O feito comporta julgamento antecipado, porquanto as provas documentais já coligidas bastam para a formação de um juízo seguro de convicção acerca de demanda que reclama tutela jurisdicional imediata, nos termos do art. 355, I, do CPC.

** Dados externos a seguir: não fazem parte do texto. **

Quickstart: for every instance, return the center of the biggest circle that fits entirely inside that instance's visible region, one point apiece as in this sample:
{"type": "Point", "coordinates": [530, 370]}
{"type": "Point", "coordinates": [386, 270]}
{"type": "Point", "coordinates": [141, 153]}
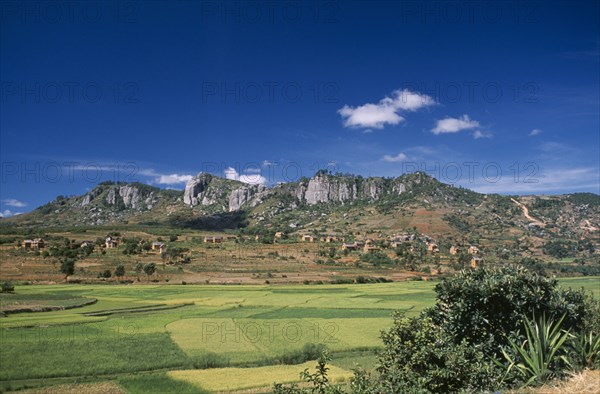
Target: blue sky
{"type": "Point", "coordinates": [498, 97]}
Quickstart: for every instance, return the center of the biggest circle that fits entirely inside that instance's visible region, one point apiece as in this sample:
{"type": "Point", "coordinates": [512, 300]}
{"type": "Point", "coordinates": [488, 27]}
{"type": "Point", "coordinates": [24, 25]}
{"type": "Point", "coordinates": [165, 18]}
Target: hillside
{"type": "Point", "coordinates": [340, 204]}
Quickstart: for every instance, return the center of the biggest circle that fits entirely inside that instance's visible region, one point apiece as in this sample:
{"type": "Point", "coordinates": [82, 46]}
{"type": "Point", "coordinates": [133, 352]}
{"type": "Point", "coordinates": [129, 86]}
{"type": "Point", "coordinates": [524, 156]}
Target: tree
{"type": "Point", "coordinates": [67, 267]}
{"type": "Point", "coordinates": [150, 269]}
{"type": "Point", "coordinates": [120, 271]}
{"type": "Point", "coordinates": [139, 267]}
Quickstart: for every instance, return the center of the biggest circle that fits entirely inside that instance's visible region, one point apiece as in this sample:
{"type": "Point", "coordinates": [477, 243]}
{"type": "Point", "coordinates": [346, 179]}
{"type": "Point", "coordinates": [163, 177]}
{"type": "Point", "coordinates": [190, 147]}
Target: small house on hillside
{"type": "Point", "coordinates": [36, 243]}
{"type": "Point", "coordinates": [476, 262]}
{"type": "Point", "coordinates": [111, 242]}
{"type": "Point", "coordinates": [349, 246]}
{"type": "Point", "coordinates": [160, 246]}
{"type": "Point", "coordinates": [370, 248]}
{"type": "Point", "coordinates": [432, 247]}
{"type": "Point", "coordinates": [473, 250]}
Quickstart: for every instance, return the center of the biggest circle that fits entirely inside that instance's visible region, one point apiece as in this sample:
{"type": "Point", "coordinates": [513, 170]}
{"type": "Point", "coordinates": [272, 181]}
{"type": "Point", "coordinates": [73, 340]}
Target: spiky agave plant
{"type": "Point", "coordinates": [586, 350]}
{"type": "Point", "coordinates": [541, 356]}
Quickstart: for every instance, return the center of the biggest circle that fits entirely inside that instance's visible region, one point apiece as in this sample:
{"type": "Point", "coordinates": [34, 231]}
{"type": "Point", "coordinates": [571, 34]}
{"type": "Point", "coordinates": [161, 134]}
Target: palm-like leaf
{"type": "Point", "coordinates": [538, 355]}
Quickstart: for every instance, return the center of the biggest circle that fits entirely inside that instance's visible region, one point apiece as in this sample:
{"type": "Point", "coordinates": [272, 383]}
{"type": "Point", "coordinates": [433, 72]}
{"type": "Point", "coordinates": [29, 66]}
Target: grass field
{"type": "Point", "coordinates": [144, 337]}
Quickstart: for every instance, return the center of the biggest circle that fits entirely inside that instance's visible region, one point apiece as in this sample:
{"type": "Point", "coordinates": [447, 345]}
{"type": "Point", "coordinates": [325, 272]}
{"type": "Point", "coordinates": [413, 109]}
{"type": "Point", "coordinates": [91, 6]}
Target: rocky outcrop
{"type": "Point", "coordinates": [247, 196]}
{"type": "Point", "coordinates": [131, 196]}
{"type": "Point", "coordinates": [195, 189]}
{"type": "Point", "coordinates": [90, 196]}
{"type": "Point", "coordinates": [327, 189]}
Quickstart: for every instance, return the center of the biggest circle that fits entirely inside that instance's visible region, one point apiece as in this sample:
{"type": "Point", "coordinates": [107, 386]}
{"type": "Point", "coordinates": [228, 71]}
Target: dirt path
{"type": "Point", "coordinates": [526, 213]}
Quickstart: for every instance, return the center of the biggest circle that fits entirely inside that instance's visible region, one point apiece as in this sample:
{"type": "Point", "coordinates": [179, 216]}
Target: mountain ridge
{"type": "Point", "coordinates": [334, 203]}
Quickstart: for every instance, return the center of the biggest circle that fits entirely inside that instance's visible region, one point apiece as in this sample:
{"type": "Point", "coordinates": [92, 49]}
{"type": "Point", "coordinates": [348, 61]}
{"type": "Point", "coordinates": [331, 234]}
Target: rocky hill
{"type": "Point", "coordinates": [328, 203]}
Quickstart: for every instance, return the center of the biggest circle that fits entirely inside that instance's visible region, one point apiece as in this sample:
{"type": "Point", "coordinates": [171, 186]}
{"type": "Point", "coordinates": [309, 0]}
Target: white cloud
{"type": "Point", "coordinates": [11, 202]}
{"type": "Point", "coordinates": [394, 159]}
{"type": "Point", "coordinates": [450, 125]}
{"type": "Point", "coordinates": [8, 213]}
{"type": "Point", "coordinates": [555, 180]}
{"type": "Point", "coordinates": [253, 179]}
{"type": "Point", "coordinates": [477, 134]}
{"type": "Point", "coordinates": [172, 179]}
{"type": "Point", "coordinates": [535, 132]}
{"type": "Point", "coordinates": [454, 125]}
{"type": "Point", "coordinates": [376, 116]}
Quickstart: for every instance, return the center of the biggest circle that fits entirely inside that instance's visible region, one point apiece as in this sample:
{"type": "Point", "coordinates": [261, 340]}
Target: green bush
{"type": "Point", "coordinates": [419, 355]}
{"type": "Point", "coordinates": [7, 287]}
{"type": "Point", "coordinates": [486, 305]}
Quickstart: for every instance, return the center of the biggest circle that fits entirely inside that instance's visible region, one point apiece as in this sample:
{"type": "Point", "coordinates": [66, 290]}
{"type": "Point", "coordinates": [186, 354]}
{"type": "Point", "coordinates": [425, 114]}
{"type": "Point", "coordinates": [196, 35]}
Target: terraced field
{"type": "Point", "coordinates": [162, 338]}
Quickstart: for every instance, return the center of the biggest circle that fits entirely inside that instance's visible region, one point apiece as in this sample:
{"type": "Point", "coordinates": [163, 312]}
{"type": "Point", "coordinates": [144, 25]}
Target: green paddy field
{"type": "Point", "coordinates": [178, 338]}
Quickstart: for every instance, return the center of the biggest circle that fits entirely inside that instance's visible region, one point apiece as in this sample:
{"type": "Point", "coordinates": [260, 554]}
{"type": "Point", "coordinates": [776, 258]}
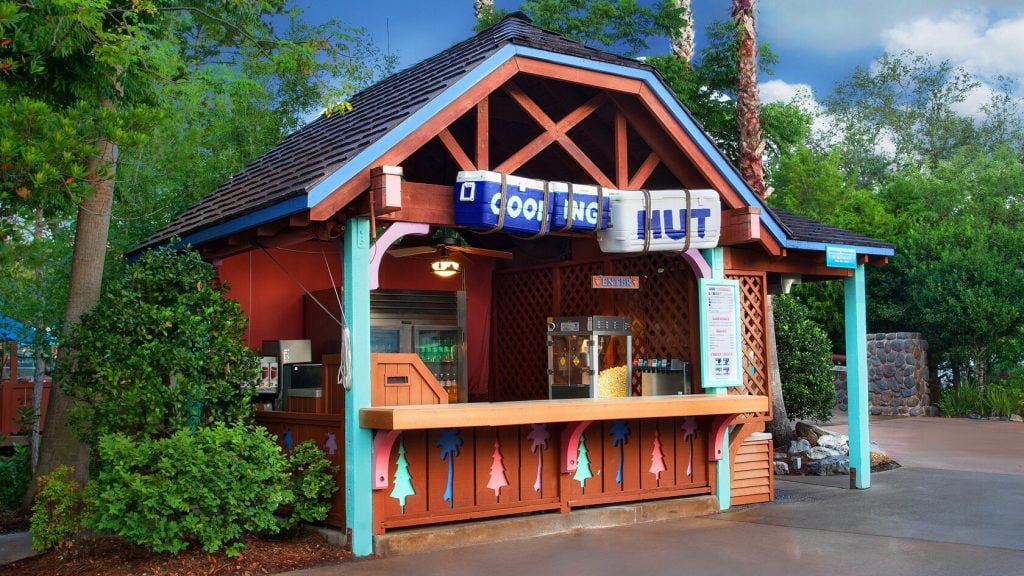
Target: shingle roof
{"type": "Point", "coordinates": [293, 167]}
{"type": "Point", "coordinates": [806, 230]}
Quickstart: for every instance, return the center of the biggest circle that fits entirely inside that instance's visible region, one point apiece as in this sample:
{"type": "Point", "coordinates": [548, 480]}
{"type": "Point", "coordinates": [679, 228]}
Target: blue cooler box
{"type": "Point", "coordinates": [478, 202]}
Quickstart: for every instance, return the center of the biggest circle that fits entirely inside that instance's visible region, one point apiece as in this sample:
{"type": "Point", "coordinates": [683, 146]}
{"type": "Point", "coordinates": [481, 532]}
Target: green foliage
{"type": "Point", "coordinates": [15, 472]}
{"type": "Point", "coordinates": [608, 24]}
{"type": "Point", "coordinates": [804, 362]}
{"type": "Point", "coordinates": [312, 484]}
{"type": "Point", "coordinates": [162, 352]}
{"type": "Point", "coordinates": [60, 509]}
{"type": "Point", "coordinates": [210, 487]}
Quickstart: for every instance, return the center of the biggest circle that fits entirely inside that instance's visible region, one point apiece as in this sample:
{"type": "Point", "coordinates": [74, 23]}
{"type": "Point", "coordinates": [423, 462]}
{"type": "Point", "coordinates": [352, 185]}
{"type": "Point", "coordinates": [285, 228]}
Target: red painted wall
{"type": "Point", "coordinates": [266, 285]}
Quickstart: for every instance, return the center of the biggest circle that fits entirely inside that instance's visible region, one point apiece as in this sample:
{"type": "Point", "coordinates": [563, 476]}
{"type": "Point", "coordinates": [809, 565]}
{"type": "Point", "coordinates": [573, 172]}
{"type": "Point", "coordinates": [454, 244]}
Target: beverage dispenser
{"type": "Point", "coordinates": [589, 357]}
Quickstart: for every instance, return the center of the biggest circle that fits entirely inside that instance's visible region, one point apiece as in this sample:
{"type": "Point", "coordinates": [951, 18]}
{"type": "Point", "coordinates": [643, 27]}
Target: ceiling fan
{"type": "Point", "coordinates": [449, 242]}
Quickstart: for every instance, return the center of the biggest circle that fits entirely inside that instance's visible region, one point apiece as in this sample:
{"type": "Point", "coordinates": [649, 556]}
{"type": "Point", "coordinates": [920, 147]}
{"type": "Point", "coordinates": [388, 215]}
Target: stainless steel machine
{"type": "Point", "coordinates": [589, 357]}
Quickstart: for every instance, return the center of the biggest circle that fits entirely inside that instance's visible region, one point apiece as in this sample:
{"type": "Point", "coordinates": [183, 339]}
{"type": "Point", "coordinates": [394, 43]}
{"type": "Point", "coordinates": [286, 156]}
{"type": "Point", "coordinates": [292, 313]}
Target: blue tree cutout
{"type": "Point", "coordinates": [450, 443]}
{"type": "Point", "coordinates": [620, 436]}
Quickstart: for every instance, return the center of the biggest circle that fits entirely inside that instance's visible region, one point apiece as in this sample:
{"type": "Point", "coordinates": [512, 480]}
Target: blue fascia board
{"type": "Point", "coordinates": [409, 125]}
{"type": "Point", "coordinates": [261, 216]}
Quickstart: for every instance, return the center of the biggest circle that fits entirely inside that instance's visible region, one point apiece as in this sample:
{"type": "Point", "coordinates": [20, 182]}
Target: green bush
{"type": "Point", "coordinates": [163, 351]}
{"type": "Point", "coordinates": [60, 509]}
{"type": "Point", "coordinates": [15, 472]}
{"type": "Point", "coordinates": [804, 362]}
{"type": "Point", "coordinates": [312, 484]}
{"type": "Point", "coordinates": [211, 487]}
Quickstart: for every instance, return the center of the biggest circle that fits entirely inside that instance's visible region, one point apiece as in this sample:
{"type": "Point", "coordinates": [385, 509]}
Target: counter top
{"type": "Point", "coordinates": [570, 410]}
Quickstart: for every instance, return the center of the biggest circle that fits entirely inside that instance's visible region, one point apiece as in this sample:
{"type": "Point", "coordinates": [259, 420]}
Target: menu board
{"type": "Point", "coordinates": [721, 354]}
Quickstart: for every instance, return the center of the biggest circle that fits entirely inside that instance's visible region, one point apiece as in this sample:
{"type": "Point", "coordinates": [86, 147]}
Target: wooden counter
{"type": "Point", "coordinates": [571, 410]}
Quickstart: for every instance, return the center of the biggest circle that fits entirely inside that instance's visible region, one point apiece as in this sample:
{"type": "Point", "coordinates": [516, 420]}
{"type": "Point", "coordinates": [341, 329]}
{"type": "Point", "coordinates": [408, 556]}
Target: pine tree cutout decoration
{"type": "Point", "coordinates": [583, 464]}
{"type": "Point", "coordinates": [402, 480]}
{"type": "Point", "coordinates": [498, 479]}
{"type": "Point", "coordinates": [689, 433]}
{"type": "Point", "coordinates": [657, 457]}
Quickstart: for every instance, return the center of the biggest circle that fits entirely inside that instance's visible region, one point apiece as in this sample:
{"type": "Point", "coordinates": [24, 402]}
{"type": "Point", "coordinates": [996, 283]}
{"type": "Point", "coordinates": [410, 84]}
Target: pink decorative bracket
{"type": "Point", "coordinates": [383, 442]}
{"type": "Point", "coordinates": [570, 444]}
{"type": "Point", "coordinates": [697, 262]}
{"type": "Point", "coordinates": [716, 444]}
{"type": "Point", "coordinates": [384, 241]}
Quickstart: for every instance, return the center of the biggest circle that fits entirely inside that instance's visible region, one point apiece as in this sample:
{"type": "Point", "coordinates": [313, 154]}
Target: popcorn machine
{"type": "Point", "coordinates": [589, 357]}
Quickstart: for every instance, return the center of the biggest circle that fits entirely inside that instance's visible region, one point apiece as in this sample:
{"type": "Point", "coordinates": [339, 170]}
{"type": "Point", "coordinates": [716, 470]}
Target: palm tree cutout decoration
{"type": "Point", "coordinates": [689, 433]}
{"type": "Point", "coordinates": [450, 443]}
{"type": "Point", "coordinates": [620, 436]}
{"type": "Point", "coordinates": [539, 437]}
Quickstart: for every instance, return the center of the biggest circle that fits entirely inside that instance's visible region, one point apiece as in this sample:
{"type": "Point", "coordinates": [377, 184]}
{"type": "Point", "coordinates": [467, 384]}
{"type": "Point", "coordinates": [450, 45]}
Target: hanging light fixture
{"type": "Point", "coordinates": [443, 265]}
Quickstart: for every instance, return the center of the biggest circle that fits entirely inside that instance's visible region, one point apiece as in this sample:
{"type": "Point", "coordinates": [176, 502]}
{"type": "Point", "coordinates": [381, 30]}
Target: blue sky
{"type": "Point", "coordinates": [819, 42]}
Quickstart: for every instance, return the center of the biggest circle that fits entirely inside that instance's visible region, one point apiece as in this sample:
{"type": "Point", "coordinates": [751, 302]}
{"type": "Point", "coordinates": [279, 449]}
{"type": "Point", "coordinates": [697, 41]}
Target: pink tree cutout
{"type": "Point", "coordinates": [657, 457]}
{"type": "Point", "coordinates": [539, 436]}
{"type": "Point", "coordinates": [498, 478]}
{"type": "Point", "coordinates": [689, 433]}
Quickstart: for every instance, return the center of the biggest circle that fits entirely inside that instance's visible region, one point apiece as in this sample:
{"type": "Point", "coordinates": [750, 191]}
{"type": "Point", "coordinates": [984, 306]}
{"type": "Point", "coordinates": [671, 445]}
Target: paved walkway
{"type": "Point", "coordinates": [956, 506]}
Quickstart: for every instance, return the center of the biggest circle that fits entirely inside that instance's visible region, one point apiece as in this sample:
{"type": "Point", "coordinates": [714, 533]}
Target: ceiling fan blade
{"type": "Point", "coordinates": [412, 251]}
{"type": "Point", "coordinates": [481, 252]}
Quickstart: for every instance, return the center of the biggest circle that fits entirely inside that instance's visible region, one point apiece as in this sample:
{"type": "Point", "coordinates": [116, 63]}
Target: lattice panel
{"type": "Point", "coordinates": [577, 297]}
{"type": "Point", "coordinates": [753, 298]}
{"type": "Point", "coordinates": [522, 303]}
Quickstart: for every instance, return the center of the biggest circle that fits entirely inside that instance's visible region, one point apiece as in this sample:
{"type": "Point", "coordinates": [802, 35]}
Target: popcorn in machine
{"type": "Point", "coordinates": [589, 357]}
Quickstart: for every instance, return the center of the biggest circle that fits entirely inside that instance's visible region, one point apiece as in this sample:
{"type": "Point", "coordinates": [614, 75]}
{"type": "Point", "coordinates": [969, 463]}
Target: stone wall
{"type": "Point", "coordinates": [897, 375]}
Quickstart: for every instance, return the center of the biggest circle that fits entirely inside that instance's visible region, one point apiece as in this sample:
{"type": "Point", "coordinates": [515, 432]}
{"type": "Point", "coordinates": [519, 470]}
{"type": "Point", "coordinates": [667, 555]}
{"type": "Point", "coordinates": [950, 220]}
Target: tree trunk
{"type": "Point", "coordinates": [752, 146]}
{"type": "Point", "coordinates": [59, 445]}
{"type": "Point", "coordinates": [781, 432]}
{"type": "Point", "coordinates": [683, 46]}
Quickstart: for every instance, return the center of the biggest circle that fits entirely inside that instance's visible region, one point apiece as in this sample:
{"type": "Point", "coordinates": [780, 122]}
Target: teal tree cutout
{"type": "Point", "coordinates": [539, 437]}
{"type": "Point", "coordinates": [689, 433]}
{"type": "Point", "coordinates": [620, 437]}
{"type": "Point", "coordinates": [498, 478]}
{"type": "Point", "coordinates": [450, 443]}
{"type": "Point", "coordinates": [402, 480]}
{"type": "Point", "coordinates": [657, 457]}
{"type": "Point", "coordinates": [583, 464]}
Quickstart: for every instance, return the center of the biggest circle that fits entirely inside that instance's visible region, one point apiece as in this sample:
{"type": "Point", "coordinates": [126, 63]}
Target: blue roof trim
{"type": "Point", "coordinates": [261, 216]}
{"type": "Point", "coordinates": [408, 126]}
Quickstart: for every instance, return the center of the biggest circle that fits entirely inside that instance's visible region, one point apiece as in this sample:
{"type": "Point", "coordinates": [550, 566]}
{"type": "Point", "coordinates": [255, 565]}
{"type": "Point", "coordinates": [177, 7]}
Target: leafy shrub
{"type": "Point", "coordinates": [962, 401]}
{"type": "Point", "coordinates": [15, 472]}
{"type": "Point", "coordinates": [59, 510]}
{"type": "Point", "coordinates": [163, 351]}
{"type": "Point", "coordinates": [804, 362]}
{"type": "Point", "coordinates": [211, 487]}
{"type": "Point", "coordinates": [312, 484]}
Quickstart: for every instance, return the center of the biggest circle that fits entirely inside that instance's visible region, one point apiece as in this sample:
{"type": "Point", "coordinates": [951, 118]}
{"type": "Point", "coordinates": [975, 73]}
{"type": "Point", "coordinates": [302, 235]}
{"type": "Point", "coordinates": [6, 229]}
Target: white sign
{"type": "Point", "coordinates": [721, 352]}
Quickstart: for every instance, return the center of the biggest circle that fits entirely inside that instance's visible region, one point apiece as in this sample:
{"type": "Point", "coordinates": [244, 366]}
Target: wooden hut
{"type": "Point", "coordinates": [308, 237]}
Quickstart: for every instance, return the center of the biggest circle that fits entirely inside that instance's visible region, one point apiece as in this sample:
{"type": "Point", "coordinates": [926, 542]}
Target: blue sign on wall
{"type": "Point", "coordinates": [841, 256]}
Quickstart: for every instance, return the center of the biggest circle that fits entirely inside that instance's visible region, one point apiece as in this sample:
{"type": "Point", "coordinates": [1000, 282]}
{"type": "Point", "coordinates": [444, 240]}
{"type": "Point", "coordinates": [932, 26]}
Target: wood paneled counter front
{"type": "Point", "coordinates": [530, 412]}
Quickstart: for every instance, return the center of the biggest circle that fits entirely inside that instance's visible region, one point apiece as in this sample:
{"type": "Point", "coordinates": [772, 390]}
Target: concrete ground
{"type": "Point", "coordinates": [955, 506]}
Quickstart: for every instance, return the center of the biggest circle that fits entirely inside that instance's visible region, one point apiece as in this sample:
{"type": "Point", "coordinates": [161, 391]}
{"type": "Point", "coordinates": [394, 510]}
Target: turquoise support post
{"type": "Point", "coordinates": [856, 378]}
{"type": "Point", "coordinates": [723, 478]}
{"type": "Point", "coordinates": [358, 441]}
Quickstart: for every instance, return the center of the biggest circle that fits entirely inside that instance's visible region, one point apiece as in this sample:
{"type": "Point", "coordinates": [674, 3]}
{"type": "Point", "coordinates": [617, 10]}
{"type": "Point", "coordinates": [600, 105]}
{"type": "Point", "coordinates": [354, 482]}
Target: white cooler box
{"type": "Point", "coordinates": [670, 223]}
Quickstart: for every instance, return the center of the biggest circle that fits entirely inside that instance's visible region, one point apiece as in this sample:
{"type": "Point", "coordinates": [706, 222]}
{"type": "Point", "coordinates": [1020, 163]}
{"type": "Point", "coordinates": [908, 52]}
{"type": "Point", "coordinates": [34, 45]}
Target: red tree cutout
{"type": "Point", "coordinates": [498, 479]}
{"type": "Point", "coordinates": [657, 458]}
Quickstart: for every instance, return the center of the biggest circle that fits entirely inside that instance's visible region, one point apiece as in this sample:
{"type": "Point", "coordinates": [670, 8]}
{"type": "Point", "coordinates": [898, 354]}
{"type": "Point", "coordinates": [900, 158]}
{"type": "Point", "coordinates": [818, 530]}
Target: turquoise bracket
{"type": "Point", "coordinates": [856, 379]}
{"type": "Point", "coordinates": [358, 441]}
{"type": "Point", "coordinates": [723, 480]}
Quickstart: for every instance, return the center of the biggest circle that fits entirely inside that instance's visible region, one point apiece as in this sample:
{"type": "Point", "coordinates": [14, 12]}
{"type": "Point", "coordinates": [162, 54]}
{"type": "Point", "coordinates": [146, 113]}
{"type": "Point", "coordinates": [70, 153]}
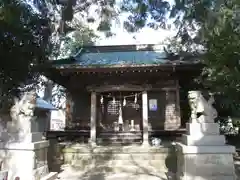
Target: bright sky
{"type": "Point", "coordinates": [144, 36]}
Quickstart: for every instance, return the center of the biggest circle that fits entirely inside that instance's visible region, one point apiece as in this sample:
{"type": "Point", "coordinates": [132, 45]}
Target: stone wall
{"type": "Point", "coordinates": [172, 111]}
{"type": "Point", "coordinates": [122, 159]}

Inicialmente, deixa-se de analisar qualquer preliminar, porquanto o julgamento favorece o réu. Ressalta-se, ainda, que em observância ao princípio da estabilização objetiva da lide, qualquer novação de tese, após contestada a ação, não poderá ser apreciada, como eventual alegação de falsidade de assinatura.
Nesse sentido:
APELAÇÃO CÍVEL. AÇÃO DE RESTITUIÇÃO DE VALORES COM PEDIDO DE INDENIZAÇÃO POR DANOS MORAIS AJUIZADA NA VIGÊNCIA DO CPC/2015. CRÉDITO OBTIDO POR MEIO DE SAQUE EM CARTÃO COM RESERVA DE MARGEM CONSIGNADA. AUTOR QUE PRETENDE A DECLARAÇÃO DE INVALIDADE DA OPERAÇÃO COM BASE EM VÍCIO NA AUTONOMIA DA VONTADE, SUSTENTANDO, PARA TANTO, TER SIDO LUDIBRIADO COM A PACTUAÇÃO DE CARTÃO, QUANDO PRETENDIA APENAS A CONTRATAÇÃO DE EMPRÉSTIMO PESSOAL CONSIGNADO. SENTENÇA DE IMPROCEDÊNCIA DOS PEDIDOS INAUGURAIS. RECURSO DO AUTOR. AFIRMAÇÃO DE QUE A ASSINATURA APOSTA NO CONTRATO FOI FRAUDADA. AUTOR QUE, NA PETIÇÃO INICIAL, RECONHECEU EXPRESSAMENTE A CONTRATAÇÃO COM A INSTITUIÇÃO FINANCEIRA RÉ, TENDO QUESTIONADO APENAS A MODALIDADE DA CONTRATAÇÃO FIRMADA, UMA VEZ QUE PRETENDIA OBTER UM EMPRÉSTIMO PESSOAL CONSIGNADO E, POR VÍCIO EM SUA AUTONOMIA DE VONTADE, FORMALIZOU-SE EMPRÉSTIMO POR SAQUE EM CARTÃO DE CRÉDITO CONSIGNADO. DÚVIDA QUANTO A AUTENTICIDADE DE SUA ASSINATURA CONTIDA NO CONTRATO EXTERNADA PELO DEMANDANTE APÓS RESPOSTA DO RÉU. INEXISTÊNCIA DE DIREITO OU FATO SUPERVENIENTE À CONTESTAÇÃO QUE IMPEDE A MODIFICAÇÃO DOS LIMITES OBJETIVOS DA LIDE. [...] RECURSO CONHECIDO E DESPROVIDO. (TJSC, Apelação n. 5002568-11.2020.8.24.0081, do Tribunal de Justiça de Santa Catarina, rel. Luiz Zanelato, Primeira Câmara de Direito Comercial, j. 04-11-2021). [Destacou-se].
Prejudicial: Prescrição
Como prejudicial de mérito, a instituição financeira arguiu a prescrição.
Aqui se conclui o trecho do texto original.